Mali : la CPI ordonne 7,25 millions d’euros de réparations pour les victimes de Tombouctou, une décision historique dans l’affaire Al Hassan

La Cour pénale internationale (CPI) a franchi une étape majeure dans la quête de justice pour les victimes des violences commises à Tombouctou. Dans une décision rendue publique le 28 avril 2026, les juges ont ordonné le versement de 7,25 millions d’euros de réparations en faveur de plus de 65 000 victimes des exactions attribuées à l’ancien chef jihadiste malien Al Hassan Ag Abdoul Aziz.

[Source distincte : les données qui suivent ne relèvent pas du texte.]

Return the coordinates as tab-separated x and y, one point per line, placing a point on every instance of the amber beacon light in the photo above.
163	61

Cette décision s’inscrit dans le prolongement du verdict prononcé en juin 2024, par lequel Al Hassan Ag Abdoul Aziz a été reconnu coupable de crimes de guerre et de crimes contre l’humanité pour son rôle central dans l’appareil répressif instauré à Tombouctou entre 2012 et 2013, sous l’occupation de groupes jihadistes liés à Ansar Dine et à Al-Qaïda.  

Durant cette période, la ville a été soumise à une application rigoureuse de la charia, marquée par des châtiments publics, des actes de torture, des persécutions religieuses et des atteintes graves à la dignité humaine, notamment à l’encontre des femmes.

Contrairement à une indemnisation individuelle classique, la CPI privilégie ici une approche collective et réparatrice, adaptée à l’ampleur des crimes. Les mesures prévues incluent :

  • des programmes de réhabilitation communautaire ;
  • des actions de réinsertion socio-économique ;
  • des initiatives éducatives et de formation ;
  • un accompagnement psychologique, particulièrement pour les femmes, les victimes de torture et de mutilations.

Ces réparations visent à reconstruire le tissu social profondément affecté par les violences, tout en répondant aux traumatismes durables subis par les populations.  

Déclaré insolvable, Al Hassan Ag Abdoul Aziz ne pourra pas financer lui-même ces réparations. C’est donc le Fonds au profit des victimes, un mécanisme spécifique de la CPI alimenté par des contributions internationales, qui sera chargé de mobiliser les ressources et de mettre en œuvre les programmes d’indemnisation.

Ce fonds devra désormais élaborer un plan d’exécution détaillé, soumis à l’approbation des juges, afin d’assurer une distribution équitable et efficace de l’aide.  

Au-delà de l’aspect financier, cette décision constitue une reconnaissance officielle des souffrances endurées par les victimes et un jalon important dans la lutte contre l’impunité au Mali. Elle illustre également le rôle de la CPI dans le traitement des crimes internationaux commis dans le pays depuis le déclenchement de la crise en 2012.  

Elle intervient toutefois dans un contexte particulièrement sensible, marqué par une recrudescence des violences armées et une instabilité persistante dans plusieurs régions du pays.  

Si cette ordonnance de réparation est largement saluée comme une avancée majeure, sa mise en œuvre pose plusieurs défis : mobilisation des financements, identification précise des bénéficiaires, accès aux zones affectées et coordination avec les autorités locales.

Pour de nombreuses victimes à Tombouctou, cette décision représente néanmoins une étape essentielle vers la reconnaissance, la réparation et, à terme, la reconstruction d’une société marquée par les violences du passé.